Gostaria de vos relatar um episódio que espelha bem o que acabei de escrever:

Há cerca de 8 anos, mudei de local de trabalho e fui trabalhar para uma localidade onde existe uma extensa comunidade cigana. Prestava cuidados de enfermagem ao domicílio num bairro conhecido por ser problemático, onde predominava a comunidade cigana.

Um dia, enquanto me deslocava para o dito bairro, na unidade móvel de saúde, avistei um dos utentes (cigano) a quem prestava cuidados no domicílio (porque o mesmo não tinha condições para se deslocar ao centro de saúde para a realização do penso - tinha um ferimento na perna causado pelo cão do vizinho quando invadiu o seu quintal!!!), a circular de bicicleta na beira da estrada... pedi ao motorista que parasse para eu poder falar com o utente.

Cumprimentei o senhor e disse-lhe:

""Sr. X", fico muito satisfeita por vê-lo a andar de bicicleta, o que significa que já está muito melhor e não precisa de cuidados de enfermagem ao domicílio! Amanhã, deverá dirigir-se à sua enfermeira de família, no centro de saúde, para a realização do tratamento!"

O utente ficou algo surpreendido, sem saber muito bem o que dizer... e depois lá disse:

"Está bem, Sra enfermeira, amanhã vou ao centro de saúde. Obrigado!"

Despedi-me do utente e dei indicação ao motorista para seguirmos viagem... este, com um ar incrédulo, pergunta-me:

 - "A enfermeira sabe quem é este indivíduo?"

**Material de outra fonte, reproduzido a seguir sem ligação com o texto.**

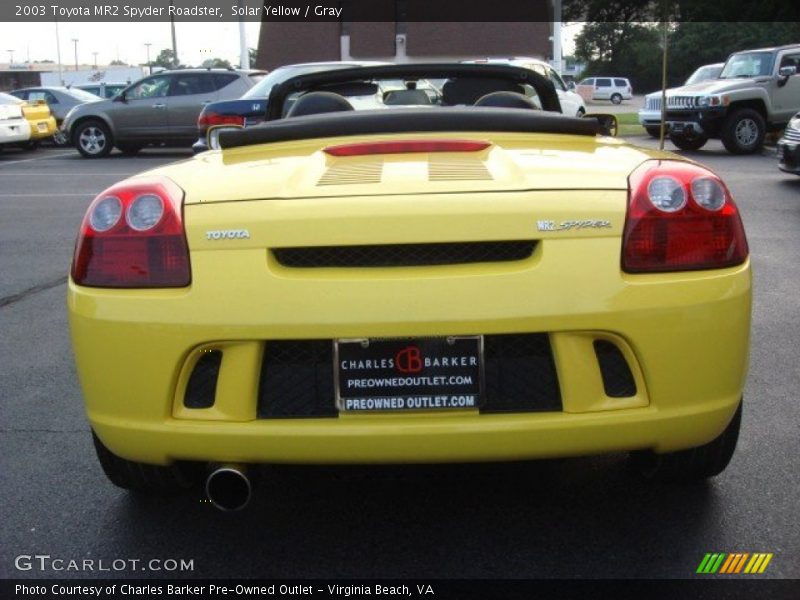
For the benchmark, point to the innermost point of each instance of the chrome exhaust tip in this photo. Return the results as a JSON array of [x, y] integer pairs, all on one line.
[[228, 487]]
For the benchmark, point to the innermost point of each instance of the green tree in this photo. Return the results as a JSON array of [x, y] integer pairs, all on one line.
[[626, 49]]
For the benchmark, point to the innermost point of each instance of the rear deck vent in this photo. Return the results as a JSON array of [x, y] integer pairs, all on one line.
[[618, 380], [202, 387], [353, 172], [457, 168], [404, 255], [297, 380]]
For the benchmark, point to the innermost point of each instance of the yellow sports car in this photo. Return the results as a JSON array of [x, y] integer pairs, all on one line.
[[460, 278], [38, 115]]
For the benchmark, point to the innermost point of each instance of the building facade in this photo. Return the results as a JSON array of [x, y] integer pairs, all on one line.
[[282, 43]]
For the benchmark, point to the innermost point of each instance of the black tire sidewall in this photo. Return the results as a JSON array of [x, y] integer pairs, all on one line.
[[100, 125], [729, 131]]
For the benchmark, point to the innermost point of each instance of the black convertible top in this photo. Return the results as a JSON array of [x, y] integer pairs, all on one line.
[[500, 76], [410, 120]]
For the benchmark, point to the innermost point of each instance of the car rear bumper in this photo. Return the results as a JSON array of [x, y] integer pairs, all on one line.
[[418, 438], [684, 336], [789, 156], [14, 132]]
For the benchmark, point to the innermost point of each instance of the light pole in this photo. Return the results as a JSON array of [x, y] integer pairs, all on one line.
[[149, 66], [75, 41], [175, 62], [58, 52]]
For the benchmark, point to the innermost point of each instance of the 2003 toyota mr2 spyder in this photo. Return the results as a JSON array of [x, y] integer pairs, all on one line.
[[467, 278]]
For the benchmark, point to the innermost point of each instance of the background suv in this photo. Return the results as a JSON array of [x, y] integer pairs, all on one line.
[[161, 109], [615, 89]]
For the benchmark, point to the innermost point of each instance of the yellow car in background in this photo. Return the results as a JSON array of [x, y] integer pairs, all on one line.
[[466, 279], [37, 114]]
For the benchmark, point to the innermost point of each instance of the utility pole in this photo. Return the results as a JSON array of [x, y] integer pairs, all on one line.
[[58, 56], [175, 61], [149, 66], [557, 36], [244, 55]]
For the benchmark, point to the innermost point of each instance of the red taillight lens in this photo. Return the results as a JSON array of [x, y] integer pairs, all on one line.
[[209, 119], [133, 237], [681, 217], [405, 146]]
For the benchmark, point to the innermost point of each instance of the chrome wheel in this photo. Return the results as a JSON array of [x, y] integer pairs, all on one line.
[[60, 138], [746, 132]]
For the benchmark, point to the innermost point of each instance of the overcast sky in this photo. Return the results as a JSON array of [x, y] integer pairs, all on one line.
[[126, 41]]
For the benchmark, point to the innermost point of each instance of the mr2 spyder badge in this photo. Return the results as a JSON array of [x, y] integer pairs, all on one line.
[[569, 225]]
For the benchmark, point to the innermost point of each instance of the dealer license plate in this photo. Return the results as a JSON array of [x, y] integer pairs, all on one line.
[[409, 373]]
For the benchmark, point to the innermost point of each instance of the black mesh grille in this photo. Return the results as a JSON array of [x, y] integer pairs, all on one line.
[[618, 380], [404, 255], [519, 374], [202, 387], [297, 377]]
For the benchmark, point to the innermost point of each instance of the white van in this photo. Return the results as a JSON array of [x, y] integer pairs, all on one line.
[[615, 89]]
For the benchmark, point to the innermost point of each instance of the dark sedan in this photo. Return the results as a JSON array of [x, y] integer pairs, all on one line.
[[251, 108]]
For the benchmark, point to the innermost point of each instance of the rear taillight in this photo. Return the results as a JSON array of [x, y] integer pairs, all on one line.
[[406, 146], [681, 217], [133, 237], [210, 118]]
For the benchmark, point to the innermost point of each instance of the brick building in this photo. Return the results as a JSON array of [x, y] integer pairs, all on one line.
[[282, 43]]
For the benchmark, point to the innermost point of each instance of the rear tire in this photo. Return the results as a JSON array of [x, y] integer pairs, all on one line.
[[92, 138], [129, 150], [743, 131], [143, 478], [685, 143], [692, 464]]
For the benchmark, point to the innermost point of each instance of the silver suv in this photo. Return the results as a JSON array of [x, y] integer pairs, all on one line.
[[160, 109], [756, 92]]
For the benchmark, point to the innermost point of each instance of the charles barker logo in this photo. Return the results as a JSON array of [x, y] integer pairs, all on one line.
[[408, 360]]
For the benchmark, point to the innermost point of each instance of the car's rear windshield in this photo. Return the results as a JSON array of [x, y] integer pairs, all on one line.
[[265, 85], [749, 64], [82, 95]]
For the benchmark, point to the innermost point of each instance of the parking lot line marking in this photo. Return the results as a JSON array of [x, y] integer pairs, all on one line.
[[16, 162], [6, 300], [47, 195]]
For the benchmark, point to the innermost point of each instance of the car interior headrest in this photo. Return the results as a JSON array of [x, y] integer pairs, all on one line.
[[315, 103], [468, 90], [406, 98], [506, 100]]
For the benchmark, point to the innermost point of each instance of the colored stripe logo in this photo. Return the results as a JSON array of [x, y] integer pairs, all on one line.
[[734, 563]]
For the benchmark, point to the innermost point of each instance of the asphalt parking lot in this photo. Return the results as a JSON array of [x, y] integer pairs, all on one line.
[[582, 517]]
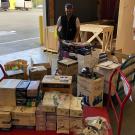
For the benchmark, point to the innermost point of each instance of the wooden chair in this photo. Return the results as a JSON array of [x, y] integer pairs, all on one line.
[[103, 112], [2, 73]]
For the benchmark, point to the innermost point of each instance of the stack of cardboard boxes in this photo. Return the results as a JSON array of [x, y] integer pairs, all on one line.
[[92, 89]]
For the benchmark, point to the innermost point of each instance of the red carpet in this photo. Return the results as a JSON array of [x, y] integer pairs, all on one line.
[[27, 132], [87, 112]]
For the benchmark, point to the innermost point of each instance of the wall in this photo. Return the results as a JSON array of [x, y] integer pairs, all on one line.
[[125, 27], [86, 10]]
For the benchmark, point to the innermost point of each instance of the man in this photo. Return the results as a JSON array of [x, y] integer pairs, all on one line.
[[68, 27]]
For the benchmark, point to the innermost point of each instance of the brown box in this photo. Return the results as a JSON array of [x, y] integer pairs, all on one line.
[[37, 72], [5, 116], [92, 88], [64, 105], [51, 125], [76, 124], [15, 74], [16, 65], [95, 97], [76, 107], [33, 88], [24, 116], [57, 83], [5, 119], [46, 65], [51, 117], [88, 60], [40, 119], [48, 104], [68, 66], [63, 124], [8, 89]]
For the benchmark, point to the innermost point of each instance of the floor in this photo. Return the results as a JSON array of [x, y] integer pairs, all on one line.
[[39, 56]]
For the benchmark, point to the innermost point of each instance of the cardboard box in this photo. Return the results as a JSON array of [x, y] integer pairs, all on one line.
[[90, 60], [51, 125], [91, 88], [68, 66], [8, 89], [62, 124], [95, 97], [51, 117], [5, 119], [33, 89], [48, 104], [76, 107], [37, 72], [64, 105], [24, 116], [15, 74], [76, 124], [91, 84], [21, 92], [16, 65], [46, 65], [40, 119], [57, 83]]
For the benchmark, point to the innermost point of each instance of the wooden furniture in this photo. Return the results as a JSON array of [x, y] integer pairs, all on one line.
[[96, 30], [57, 83], [103, 112]]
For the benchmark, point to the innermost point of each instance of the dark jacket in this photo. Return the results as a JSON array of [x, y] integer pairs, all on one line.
[[68, 30]]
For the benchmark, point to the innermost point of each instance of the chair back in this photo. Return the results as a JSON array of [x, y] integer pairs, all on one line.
[[121, 100], [2, 73]]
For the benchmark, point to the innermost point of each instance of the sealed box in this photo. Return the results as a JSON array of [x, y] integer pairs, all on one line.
[[15, 74], [37, 72], [5, 117], [68, 66], [76, 124], [64, 105], [33, 89], [24, 116], [8, 89], [57, 83], [46, 65], [49, 103], [62, 124], [76, 107]]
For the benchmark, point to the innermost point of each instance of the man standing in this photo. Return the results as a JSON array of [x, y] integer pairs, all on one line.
[[68, 27]]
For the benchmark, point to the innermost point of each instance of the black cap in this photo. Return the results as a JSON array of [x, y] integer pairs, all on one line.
[[69, 5]]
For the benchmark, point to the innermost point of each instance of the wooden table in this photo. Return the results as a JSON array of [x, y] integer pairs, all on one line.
[[96, 30]]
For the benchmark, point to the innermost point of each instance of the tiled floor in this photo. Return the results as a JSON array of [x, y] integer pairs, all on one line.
[[38, 56]]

Eu respondi que sabia, que era um dos utentes a quem prestava cuidados domiciliários e o motorista disse-me:

"É o pai do "Y cigano", o maior traficante de droga das redondezas!"

Ao que eu respondi que isso não me dizia respeito e não faria com que eu tratasse a pessoa de forma diferente...

No dia seguinte encontrei o utente no centro de saúde, que fez questão de me cumprimentar e dizer:

"Sra enfermeira, cá estou eu para fazer o penso, como combinado!"

Vale o que vale... mas é a minha experiência!

Sempre tratei todas as pessoas com respeito e dignidade - como cidadãos - com os mesmos direitos e deveres, independentemente das suas diferenças (de qualquer índole) e continuo a acreditar que é a forma certa de proceder!